5.      Por cierto si el Superior revoca el auto venido en grado, para vincular a quien todavía no es demandado, tiene que ponérsele en su conocimiento “el recurso interpuesto” y no la demanda, obviamente.

 

6.      En atención a lo señalado se concluye en que es materia de la alzada el pronunciamiento de este tribunal respecto del rechazo liminar, estando en facultad sólo para pronunciarse por la confirmatoria del auto recurrido o su revocatoria; sin embargo este colegiado ha venido considerando que excepcionalmente podría ingresar al fondo, para darle la razón al demandante, en casos de suma urgencia cuando se verifique la existencia de  situaciones de hecho que exijan la tutela urgente, es decir cuando se evidencie estado de salud grave o edad avanzada del demandante.

 

7.      Es el caso presente no se evidencia situación que amerite pronunciamiento de emergencia por parte de este colegiado, por lo que sólo verificaremos si la pretensión tiene o no contenido constitucional en el que este colegiado tenga competencia para pronunciarse.

 

8.      De autos se tiene que la demandante solicita que se repongan las cosas al estado anterior, debiendo en consecuencia restituirse la posesión del inmueble de su propiedad.

 

Se desprende del escrito de demanda que en un proceso de ejecución se ha adjudicado la propiedad ubicada en la Av.
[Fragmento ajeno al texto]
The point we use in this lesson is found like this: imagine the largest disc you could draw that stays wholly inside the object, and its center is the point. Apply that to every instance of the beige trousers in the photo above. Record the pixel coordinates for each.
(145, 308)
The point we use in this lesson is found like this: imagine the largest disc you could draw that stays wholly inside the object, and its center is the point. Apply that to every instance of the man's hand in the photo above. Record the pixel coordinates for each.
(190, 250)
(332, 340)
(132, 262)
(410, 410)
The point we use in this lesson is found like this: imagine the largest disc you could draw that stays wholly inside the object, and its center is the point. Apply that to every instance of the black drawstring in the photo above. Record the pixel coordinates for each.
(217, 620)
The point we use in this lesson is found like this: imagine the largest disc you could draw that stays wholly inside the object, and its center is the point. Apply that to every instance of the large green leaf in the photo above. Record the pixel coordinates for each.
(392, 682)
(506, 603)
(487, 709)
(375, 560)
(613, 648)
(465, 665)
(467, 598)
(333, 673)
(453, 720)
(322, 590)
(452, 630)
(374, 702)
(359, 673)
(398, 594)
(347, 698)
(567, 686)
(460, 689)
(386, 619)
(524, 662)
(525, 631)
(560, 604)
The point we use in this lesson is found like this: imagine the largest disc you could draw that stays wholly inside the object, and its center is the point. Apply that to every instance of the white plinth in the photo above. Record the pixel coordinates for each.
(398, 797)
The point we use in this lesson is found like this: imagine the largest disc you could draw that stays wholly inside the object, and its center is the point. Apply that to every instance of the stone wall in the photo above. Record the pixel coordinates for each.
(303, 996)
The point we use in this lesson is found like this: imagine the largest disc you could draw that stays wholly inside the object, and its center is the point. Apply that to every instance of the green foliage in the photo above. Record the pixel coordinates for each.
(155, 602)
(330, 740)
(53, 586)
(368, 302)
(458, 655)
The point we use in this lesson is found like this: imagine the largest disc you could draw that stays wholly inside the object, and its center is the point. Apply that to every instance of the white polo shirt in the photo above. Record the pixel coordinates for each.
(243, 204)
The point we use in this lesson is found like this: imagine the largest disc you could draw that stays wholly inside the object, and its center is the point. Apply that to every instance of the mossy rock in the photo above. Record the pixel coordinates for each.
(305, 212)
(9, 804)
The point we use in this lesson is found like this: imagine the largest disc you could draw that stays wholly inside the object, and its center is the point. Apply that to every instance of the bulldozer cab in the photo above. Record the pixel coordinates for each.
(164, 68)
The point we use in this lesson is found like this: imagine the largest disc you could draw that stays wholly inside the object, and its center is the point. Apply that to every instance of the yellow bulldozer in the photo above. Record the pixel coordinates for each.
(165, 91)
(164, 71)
El Retablo Nº 1061, Comas al Banco Continental, denunciando la demandante que dicho proceso se ha llevado sin su intervención como copropietaria del referido inmueble, puesto que es conviviente del señor Ramiro Alvitez Caballero – el que adquirió la obligación con el Banco Continental – situación que vulnera su derecho de defensa, de propiedad, entre otros.

 

9.      Se observa de los medios probatorios presentados por la demandante que el tema traído a esta sede tiene contenido constitucional, ya que presuntamente se estaría vulnerando el derecho a la propiedad de la recurrente, puesto que teniendo una unión de hecho con el señor Ramiro Alvitez Caballero no ha intervenido en el proceso de ejecución, siendo necesario por ello revocar el auto de rechazo liminar para evaluar el conflicto traído por la demandante a esta sede.

 

10.  En consecuencia considero que el auto de rechazo liminar debe ser revocado debiendo ordenarse al juez que admita a tramita la demanda planteada.

 

Por las consideraciones expuestas mi voto es porque se REVOQUE el auto de rechazo liminar y en consecuencia se ordene al ad quo admita a tramite la demanda de amparo propuesta.

 

 

S.

VERGARA GOTELLI

 



[1] BROSSERT, Gustavo A. Régimen jurídico del concubinato. 4ta ed. Astrea, Buenos Aires, p, 1999, p. 9.

[2] Ib.

[3] QUIÑONES ESCÁMEZ, Ana. Uniones conyugales o de pareja: formación, reconocimiento y eficacia internacional. Atelier; Barcelona, 2007, p. 55. De otro lado, la autora resalta que en la tradición inglesa, debido al cisma anglicano las normas del Concilio de Trento no llegaron a popularizarse, surgiendo en cambio la tradición de los common law marriages, institución que permitía que aquellas parejas que hayan cohabitado de forma estable y pública puedan hacer valer determinados efectos y derechos. En tales casos el juez era el encargado de verificar si se cumplían las condiciones para reconocer dichos efectos.